Technology

New Evidence Shows HIV Rarely Is Spread Heterosexual

In the developing world, the virus has been around for at least 65 years because HIV is rarely transmitted heterosexual. Research that studied the wives of infected hemophiliacs showed that an HIV-positive person requires more than 1,000 unprotected sexual contacts with an HIV-negative person of the opposite sex to transmit the virus just once. Lancet, 1997, 349: 851-2, French doctors at the Cochin-Port Royal hospital in Paris analyzed the risk that married couples would want to conceive a baby where the man was HIV positive. Their findings are in line with infection rates of 1 in 1,000 unprotected sexual acts among stable heterosexual partners.

According to this published research, an HIV-infected heterosexual who has sex 2-3 times a week, approximately seven years old, could infect another person with HIV! This practically means that HIV-infected men out of a million couples who have unprotected sex for 2,739 years a day can infect all female partners who test positive for HIV (even if the HIV tests were 100% reliable, which they are not).

How do you get AIDS?

However, the situation is different with respect to infected pregnant women. A baby is directly and constantly exposed to the mother’s blood for a period of 9 months. During this period, the virus has a 50% chance of being transmitted to the baby. Retroviruses survive when they reach a new host before birth (they are passed from mother to child). This way of transmitting a virus is at least 500 times more effective than through sexual transmission. (Blood transfusion is another obvious way to get the virus)

In contrast to the situation in rich nations, HIV in Third World countries is distributed equally between the sexes, which means that it must have been transmitted from mother to child for many centuries. If HIV had been a deadly killer virus, the babies of infected mothers would obviously have been born deformed, aborted or stillborn, because newborn babies have not yet developed adequate immunity to defend themselves against a killer virus. Even if they somehow managed to survive, they could only last a maximum of two years, the latency period that infected babies are given before developing AIDS. The spread of the virus would have been automatically stopped by destroying all newborn babies that were infected by their mothers.

Due to the low rates of homosexuality in developing countries, the prenatal transmission route has been their only efficient way (50 percent chance) of transmitting HIV to new generations. Older girls who become mothers would again have a 50 percent chance of transmitting the virus to their children. Thus, in Africa alone, HIV must have existed for many generations before it can infect 6 to 8 million people. The latest argument that increased condom use in some African nations helped reduce the infection rate is unconvincing, as the main route of HIV infection in Africa is from mother to child.

Who gets AIDS?

The situation is very different in the industrialized world, where HIV is transmitted mainly through different routes. The most susceptible groups are highly active homosexuals, heroin addicts who share needles, and hemophiliacs who receive transfusions. They represent the main and easiest routes through which disease-causing microbes can be transmitted to other people who share a common risk factor: immunodeficiency. In other words, the groups in society where HIV is commonly present among its members are also the groups with the greatest health risks and therefore more likely to produce symptoms of AIDS. Still, the more concentrated presence of HIV among health risk groups cannot be blamed for causing AIDS diseases, just as high cholesterol levels cannot be held responsible for causing heart disease. These are mere correlations. Another problem is that gay men, drug users, and hemophiliacs who are exposed to semen, drugs, blood transfusions, hepatitis, the Epstein Barr virus, and many other diseases or factors known to cause false positives biological tests in HIV, represent the most unreliable. society groups to demonstrate the real presence of HIV.
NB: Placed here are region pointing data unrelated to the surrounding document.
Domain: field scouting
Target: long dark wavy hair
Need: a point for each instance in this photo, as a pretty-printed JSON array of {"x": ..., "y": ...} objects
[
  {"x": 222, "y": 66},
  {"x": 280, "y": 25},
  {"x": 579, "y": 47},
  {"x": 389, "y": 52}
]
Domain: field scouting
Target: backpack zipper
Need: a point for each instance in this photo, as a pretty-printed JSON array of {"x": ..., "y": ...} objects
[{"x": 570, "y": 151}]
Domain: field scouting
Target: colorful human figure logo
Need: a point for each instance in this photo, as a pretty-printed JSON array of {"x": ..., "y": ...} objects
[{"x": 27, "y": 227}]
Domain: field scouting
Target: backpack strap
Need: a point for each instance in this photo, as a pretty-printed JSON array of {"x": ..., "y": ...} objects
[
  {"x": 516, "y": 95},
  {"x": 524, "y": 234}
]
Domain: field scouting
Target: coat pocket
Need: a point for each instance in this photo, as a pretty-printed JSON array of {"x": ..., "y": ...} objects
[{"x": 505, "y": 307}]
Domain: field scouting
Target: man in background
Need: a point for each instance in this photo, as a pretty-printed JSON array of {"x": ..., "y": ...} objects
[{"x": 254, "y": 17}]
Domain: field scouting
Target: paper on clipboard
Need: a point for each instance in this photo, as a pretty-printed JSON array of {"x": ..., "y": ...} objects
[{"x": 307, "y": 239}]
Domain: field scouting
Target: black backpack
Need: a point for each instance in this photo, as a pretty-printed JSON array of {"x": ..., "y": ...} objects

As prophesied 13 years ago, AIDS has invaded the heterosexual community, or so it seems. Since cervical cancer and other female diseases have more recently been renamed AIDS diseases, AIDS appears to have affected the female population. However, the majority of AIDS patients are still men.

Anything and everything that heavily abuses the body and depletes the immune system must be held responsible for causing disease, regardless of whether it is a stroke, cancer, or an AIDS disease. Emotional stress, insufficient nutrition, dehydration, lack of sleep, alcohol, cigarettes, antibiotics, hard drugs, excessive sexual activity, etc., can damage the immune system. An inactive piece of viral material like HIV, on the other hand, cannot harm a healthy body.

Those who are continuously exposed to immune risk factors are also more susceptible to developing Human Acquired Immunodeficiency Syndrome. Someone might argue, “What about an innocent baby who is infected with HIV from his parents and dies of pneumonia? Isn’t that AIDS?” The fact is that at least the same number of children die of pneumonia with or without HIV, and it does not significantly influence the outcome of the disease whether they had a previous encounter with HIV or not. However, what can make a big difference is how pneumonia is treated.